Sandy thought this was how women fought. With civilized words carrying poison.

‘Where’s Andrew?’ Because it had come to him that the room seemed quite different and that was because of his uncle’s absence. Andrew usually sat in his chair by the stove, a permanent fixture, like the shiny American fridge and the china dog on the dresser. Huge and imposing, he seldom spoke but somehow made his presence felt.

‘He’s in the lounge. We’re having one of the bedrooms decorated and I’ve asked him to clear out some junk. He’s found some photos and thought you might be interested. Go on through.’

Andrew was sitting in one of the big armchairs with his back to the view. There was a pile of photograph albums on the coffee table in front of him. He looked up when he heard Sandy come into the room and smiled. He didn’t speak. Sandy found it hard to imagine him as a boy, scrapping with Joseph in the school playground. He had fought with words too, Sandy thought. Like the women battling in the kitchen over a baby barely a month old.

‘You remember Jerry,’ Sandy said. ‘My grandfather, Jerry Wilson.’

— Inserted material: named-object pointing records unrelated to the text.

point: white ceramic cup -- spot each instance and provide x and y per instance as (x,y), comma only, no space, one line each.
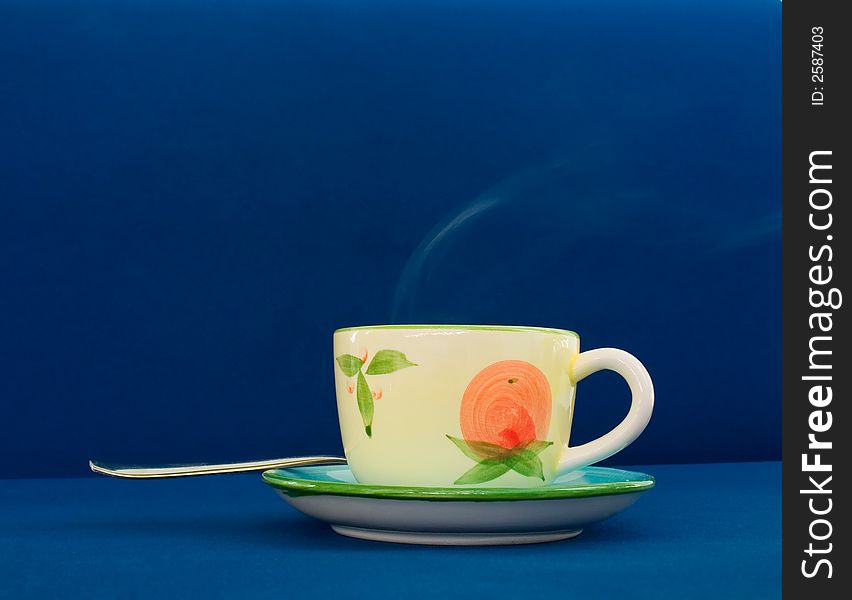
(474,405)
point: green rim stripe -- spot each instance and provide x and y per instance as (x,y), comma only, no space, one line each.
(515,328)
(310,487)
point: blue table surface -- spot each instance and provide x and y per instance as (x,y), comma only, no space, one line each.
(710,530)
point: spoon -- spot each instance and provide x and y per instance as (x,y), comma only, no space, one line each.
(139,472)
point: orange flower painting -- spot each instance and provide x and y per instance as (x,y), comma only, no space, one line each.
(504,418)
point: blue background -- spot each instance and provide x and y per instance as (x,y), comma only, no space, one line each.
(194,195)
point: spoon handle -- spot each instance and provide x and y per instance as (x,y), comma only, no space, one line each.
(141,472)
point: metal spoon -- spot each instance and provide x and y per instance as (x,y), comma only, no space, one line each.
(138,472)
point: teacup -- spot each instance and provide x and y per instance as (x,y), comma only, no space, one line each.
(472,405)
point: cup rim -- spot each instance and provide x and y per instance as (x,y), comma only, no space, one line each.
(515,328)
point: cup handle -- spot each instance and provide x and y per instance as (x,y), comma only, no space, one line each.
(637,377)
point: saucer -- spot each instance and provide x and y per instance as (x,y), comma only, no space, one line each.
(458,516)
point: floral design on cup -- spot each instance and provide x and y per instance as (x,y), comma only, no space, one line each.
(504,418)
(383,363)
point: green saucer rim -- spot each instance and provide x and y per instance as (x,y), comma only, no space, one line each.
(631,482)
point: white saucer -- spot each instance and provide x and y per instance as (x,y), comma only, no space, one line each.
(458,516)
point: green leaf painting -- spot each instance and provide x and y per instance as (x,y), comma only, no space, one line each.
(492,460)
(384,362)
(365,403)
(388,361)
(349,364)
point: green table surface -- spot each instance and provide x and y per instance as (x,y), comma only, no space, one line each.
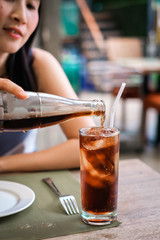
(46,217)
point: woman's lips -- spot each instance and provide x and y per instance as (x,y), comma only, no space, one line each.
(13,32)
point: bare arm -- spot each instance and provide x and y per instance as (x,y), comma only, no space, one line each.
(62,156)
(11,87)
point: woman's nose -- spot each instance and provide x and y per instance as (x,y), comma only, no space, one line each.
(19,14)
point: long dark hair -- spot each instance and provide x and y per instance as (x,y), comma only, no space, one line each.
(19,65)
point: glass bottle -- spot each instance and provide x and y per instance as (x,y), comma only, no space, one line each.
(42,110)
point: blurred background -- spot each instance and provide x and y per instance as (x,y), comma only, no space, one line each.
(100,44)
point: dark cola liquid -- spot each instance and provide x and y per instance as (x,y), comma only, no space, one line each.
(99,176)
(39,122)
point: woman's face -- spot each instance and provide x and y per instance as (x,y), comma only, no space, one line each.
(18,20)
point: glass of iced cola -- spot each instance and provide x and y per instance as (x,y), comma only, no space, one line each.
(99,152)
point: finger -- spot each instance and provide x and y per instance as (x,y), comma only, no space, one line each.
(11,87)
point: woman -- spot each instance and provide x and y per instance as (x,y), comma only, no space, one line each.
(33,70)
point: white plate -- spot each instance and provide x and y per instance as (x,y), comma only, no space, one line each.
(14,197)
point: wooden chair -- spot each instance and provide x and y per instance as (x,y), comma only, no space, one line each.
(125,47)
(151,100)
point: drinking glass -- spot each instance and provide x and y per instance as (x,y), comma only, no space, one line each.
(99,153)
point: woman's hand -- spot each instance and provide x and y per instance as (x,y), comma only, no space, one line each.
(9,86)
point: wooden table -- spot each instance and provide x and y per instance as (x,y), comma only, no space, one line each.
(138,208)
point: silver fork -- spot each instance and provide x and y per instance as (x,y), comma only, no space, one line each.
(68,201)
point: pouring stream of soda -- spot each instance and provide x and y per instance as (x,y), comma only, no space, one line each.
(114,107)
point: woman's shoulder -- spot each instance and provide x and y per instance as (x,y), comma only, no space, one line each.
(41,55)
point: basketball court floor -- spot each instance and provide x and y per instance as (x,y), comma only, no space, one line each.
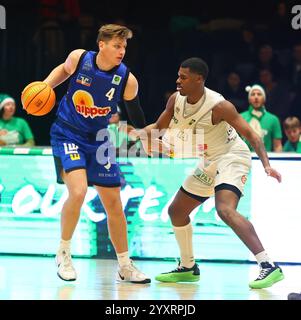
(34,278)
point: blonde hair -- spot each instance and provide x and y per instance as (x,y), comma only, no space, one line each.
(109,31)
(291,123)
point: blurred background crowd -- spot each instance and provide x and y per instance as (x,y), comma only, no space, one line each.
(244,43)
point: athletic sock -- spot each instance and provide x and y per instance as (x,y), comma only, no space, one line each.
(65,245)
(263,257)
(123,259)
(184,239)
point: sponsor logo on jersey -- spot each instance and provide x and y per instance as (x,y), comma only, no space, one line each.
(87,65)
(244,179)
(203,177)
(175,120)
(84,105)
(116,79)
(84,80)
(71,149)
(202,147)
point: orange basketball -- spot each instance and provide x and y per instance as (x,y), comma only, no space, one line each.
(38,98)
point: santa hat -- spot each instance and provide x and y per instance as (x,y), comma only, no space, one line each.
(256,87)
(4,99)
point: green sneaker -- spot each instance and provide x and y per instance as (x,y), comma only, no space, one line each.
(181,274)
(267,277)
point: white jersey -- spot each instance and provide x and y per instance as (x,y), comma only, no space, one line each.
(192,134)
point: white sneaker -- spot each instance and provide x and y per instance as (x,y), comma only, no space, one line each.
(130,273)
(66,270)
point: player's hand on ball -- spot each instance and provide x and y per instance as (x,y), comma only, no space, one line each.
(273,173)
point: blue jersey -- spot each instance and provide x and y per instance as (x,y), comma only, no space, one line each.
(93,94)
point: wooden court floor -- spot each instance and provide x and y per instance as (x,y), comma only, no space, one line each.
(34,278)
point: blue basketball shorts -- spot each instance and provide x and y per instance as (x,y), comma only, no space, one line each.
(73,150)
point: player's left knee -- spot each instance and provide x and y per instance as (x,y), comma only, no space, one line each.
(225,212)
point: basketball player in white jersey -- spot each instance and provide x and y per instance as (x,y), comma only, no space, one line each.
(222,171)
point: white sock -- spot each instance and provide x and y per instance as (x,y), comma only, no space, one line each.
(263,257)
(184,239)
(65,245)
(123,258)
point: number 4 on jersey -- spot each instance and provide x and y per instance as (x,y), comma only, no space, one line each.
(110,94)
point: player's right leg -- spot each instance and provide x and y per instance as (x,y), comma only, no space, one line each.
(76,183)
(70,165)
(179,210)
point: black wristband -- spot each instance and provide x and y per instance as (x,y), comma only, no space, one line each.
(135,112)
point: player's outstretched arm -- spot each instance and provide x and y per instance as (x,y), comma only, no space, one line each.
(227,112)
(132,103)
(64,70)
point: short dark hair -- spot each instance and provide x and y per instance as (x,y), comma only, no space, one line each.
(196,65)
(109,31)
(291,123)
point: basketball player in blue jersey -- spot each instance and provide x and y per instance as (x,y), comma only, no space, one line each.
(98,81)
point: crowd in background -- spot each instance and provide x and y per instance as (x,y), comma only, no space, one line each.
(257,46)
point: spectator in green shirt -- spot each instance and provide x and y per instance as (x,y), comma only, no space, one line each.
(13,130)
(266,124)
(292,130)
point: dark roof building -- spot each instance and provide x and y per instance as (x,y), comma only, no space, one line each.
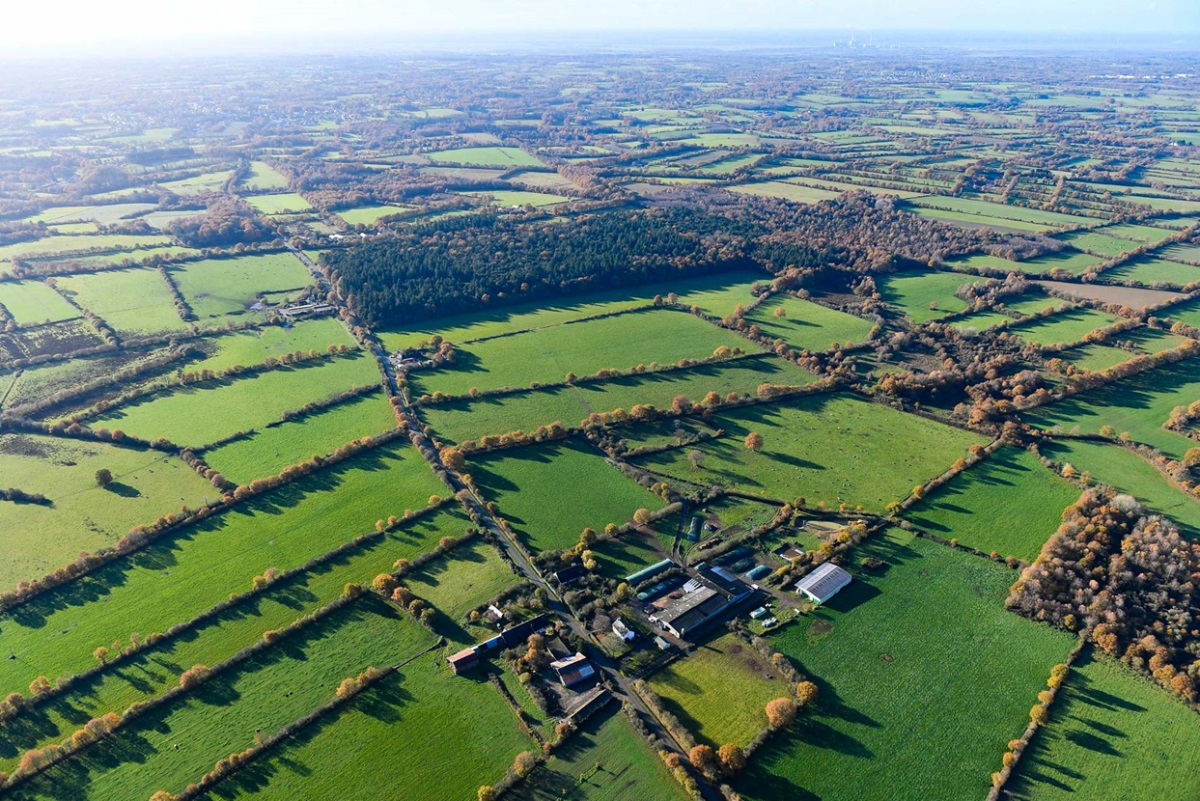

Andrew screwed up his face in concentration. ‘I don’t remember so much these days.’ The words came out as a series of stutters.

Sandy looked at him. He thought the lack of memory could be kind of convenient. ‘But you told me the story about him. About him killing the Norwegian man during the war.’

Andrew frowned and nodded.

‘How did he die?’ He’d asked Joseph the same question but had no real answer.

‘He was killed in an accident at sea. He was out fishing with my father. There was a storm. A freak wave that turned the boat over. He was drowned.’

‘But your father was saved.’

‘He was a stronger swimmer and he got hold of the upturned boat. He tried to hold on to Jerry Wilson, but he lost his grip.’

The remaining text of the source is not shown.